Obviously, these members aren’t going to help you grow your credit union much.
Not without a nudge, at least.
But what would a nudge look like? We have an idea…
Actually, it’s Array’s idea. More on that later.
Indirect vs. Direct Lending Woes
Whereas direct lending is both more profitable and typically indicates a strong existing relationship with your credit union…
Indirect lending just shows your credit union has a better relationship with a dealership than the buyer.
In our opinion, there’s nothing wrong with “indirect members.” They contribute to your income and loan portfolio. They grow your credit union.
But often, once they’ve paid the loan, they’re gone.
No more growth. No more relationship. No more opportunities.
Turning Indirect Members into “Real” Ones
Of course, indirect auto loans are still valuable. Yet perhaps more valuable than the loan is the opportunity to acquire a new member.
You may be familiar with CreditWise, Capital One’s credit tracking and offers engine. Or maybe Credit Journey, the counterpart from Chase.
These apps embed in online banking portals and mobile banking apps. They track the user’s credit score and what’s affecting it. It also shows users their credit score, updated weekly.
Here’s the good part:
They then send targeted offers to their customers based on their credit profile.
Credit card offers? Check.
Savings or Money Market account invitations? Check.
Car or mortgage loan prequalifications? Check and check.
This is the strategy by which these major institutions increase customer product saturation.
And it’s what Array is doing for credit unions now.
Array does a lot more than just turn single-service members into full, engaged members. They were clear about that when we caught their demo.
But we know how common single-service members are. To us, any way to bring members deeper into the credit union is a major driver.

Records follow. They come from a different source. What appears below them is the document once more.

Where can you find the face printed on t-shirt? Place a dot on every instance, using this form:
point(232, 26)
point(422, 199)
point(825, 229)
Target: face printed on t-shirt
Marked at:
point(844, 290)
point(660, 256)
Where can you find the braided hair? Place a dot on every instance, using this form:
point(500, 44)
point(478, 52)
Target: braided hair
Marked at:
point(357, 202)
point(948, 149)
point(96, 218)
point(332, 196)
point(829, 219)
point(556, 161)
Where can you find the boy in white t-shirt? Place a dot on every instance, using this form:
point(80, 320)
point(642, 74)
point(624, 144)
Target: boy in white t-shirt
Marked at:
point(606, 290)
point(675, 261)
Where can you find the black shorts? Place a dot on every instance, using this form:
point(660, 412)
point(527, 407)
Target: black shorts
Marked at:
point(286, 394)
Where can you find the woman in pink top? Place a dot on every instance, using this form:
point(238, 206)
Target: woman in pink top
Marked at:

Array embeds widgets into digital banking systems. The widgets help members understand their credit and explore relevant offers at their credit union. All offers are built off of the member’s credit profile, so they’re already individualized. Certainly, this drives product saturation…
But it also drives true engagement.
Checking one’s credit makes members think more often and more critically about their financial health and goals. It also shows them what’s possible with their current—and projected future—credit profile.
That’s the kind of thing that keeps members logging back into their accounts!
Oh, and it looks great and modern. We’re all about modernizing the credit union experience. So yes, we’re a little biased there.